Elorza is a town in the Apure State in Venezuela. Elorza is on the region of the Venezuelan Llanos and it had 26.800 inhabitants as of 2012. It is the capital of the Rómulo Gallegos Municipality. The current mayor is Pedro Guerra.

This town had shared its urban area with the neighboring Colombia until the government of Eleazar López Contreras. Back then the Venezuelan part was called Elorza, honoring the Venezuelan hero Andrés Elorza, and the Colombian part was called El Viento (The Wind)

In August 2001, Venezuela completed a nationwide conversion of land-line phones to three-digit area codes and seven-digit local numbers. Elorza, Mantecal and Bruzual now have the area code 240.

== Geography ==
It is in the region of the Venezuelan Llanos in the Apure State, it is located at and is 55 km east of the Colombian border. It is at the side of the Arauca River and in the middle of a plain used for agriculture at 95 meters over the sea level. Its Area Code is 240 and its postal code is 7011.
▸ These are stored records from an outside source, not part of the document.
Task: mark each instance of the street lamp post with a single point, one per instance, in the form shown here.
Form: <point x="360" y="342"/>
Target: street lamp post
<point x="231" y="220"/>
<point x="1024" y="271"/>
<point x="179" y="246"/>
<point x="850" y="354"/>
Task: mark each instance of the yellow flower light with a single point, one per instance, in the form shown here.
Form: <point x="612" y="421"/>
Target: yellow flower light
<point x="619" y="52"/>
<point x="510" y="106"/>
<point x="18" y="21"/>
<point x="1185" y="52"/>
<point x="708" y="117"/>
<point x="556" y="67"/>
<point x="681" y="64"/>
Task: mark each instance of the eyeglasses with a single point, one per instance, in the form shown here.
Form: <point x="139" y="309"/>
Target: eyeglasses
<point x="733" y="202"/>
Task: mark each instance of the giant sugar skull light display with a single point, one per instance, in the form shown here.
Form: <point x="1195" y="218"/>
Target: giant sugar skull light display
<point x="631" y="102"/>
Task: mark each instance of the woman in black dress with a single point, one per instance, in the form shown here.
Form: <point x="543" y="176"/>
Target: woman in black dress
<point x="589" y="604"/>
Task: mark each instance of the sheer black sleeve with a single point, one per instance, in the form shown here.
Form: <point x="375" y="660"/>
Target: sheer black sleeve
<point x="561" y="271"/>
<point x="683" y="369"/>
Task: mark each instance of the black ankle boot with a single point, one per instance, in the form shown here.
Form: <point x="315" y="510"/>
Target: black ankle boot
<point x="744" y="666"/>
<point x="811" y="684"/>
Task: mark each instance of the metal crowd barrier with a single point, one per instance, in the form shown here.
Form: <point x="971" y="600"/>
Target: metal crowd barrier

Roads to the town are two: One that connects it to Mantecal and Bruzual, the Troncal 19 Road; the other that connects it to La Trinidad de Orichuna and Guasdualito, the Via El Caribe Road. Elorza also has access to the Arauca river which allows fluvial transportation and an airport.

== Etymology ==
The antique Misión de San José de Arichuna, with time became known as El Viento, this town grew and spread along the Venezuelan-Colombian border. On March 10, 1866 the Legislative Assembly of the Apure State decided that the part of the population that was in the Venezuelan part would become known as Elorza, honoring Colonel José Andrés Elorza, who was a Venezuelan independence Hero. This decision was executed on the 12th of that same month.

The name of José Andrés Elorza was chosen since he had joined the army of Paez with the rank captain in La Trinidad de Orichuna, a nearby town to El Viento.

==Economy==

In March 2018, Elorza began to issue its own currency, in response to the hyperinflation of the hard bolívar.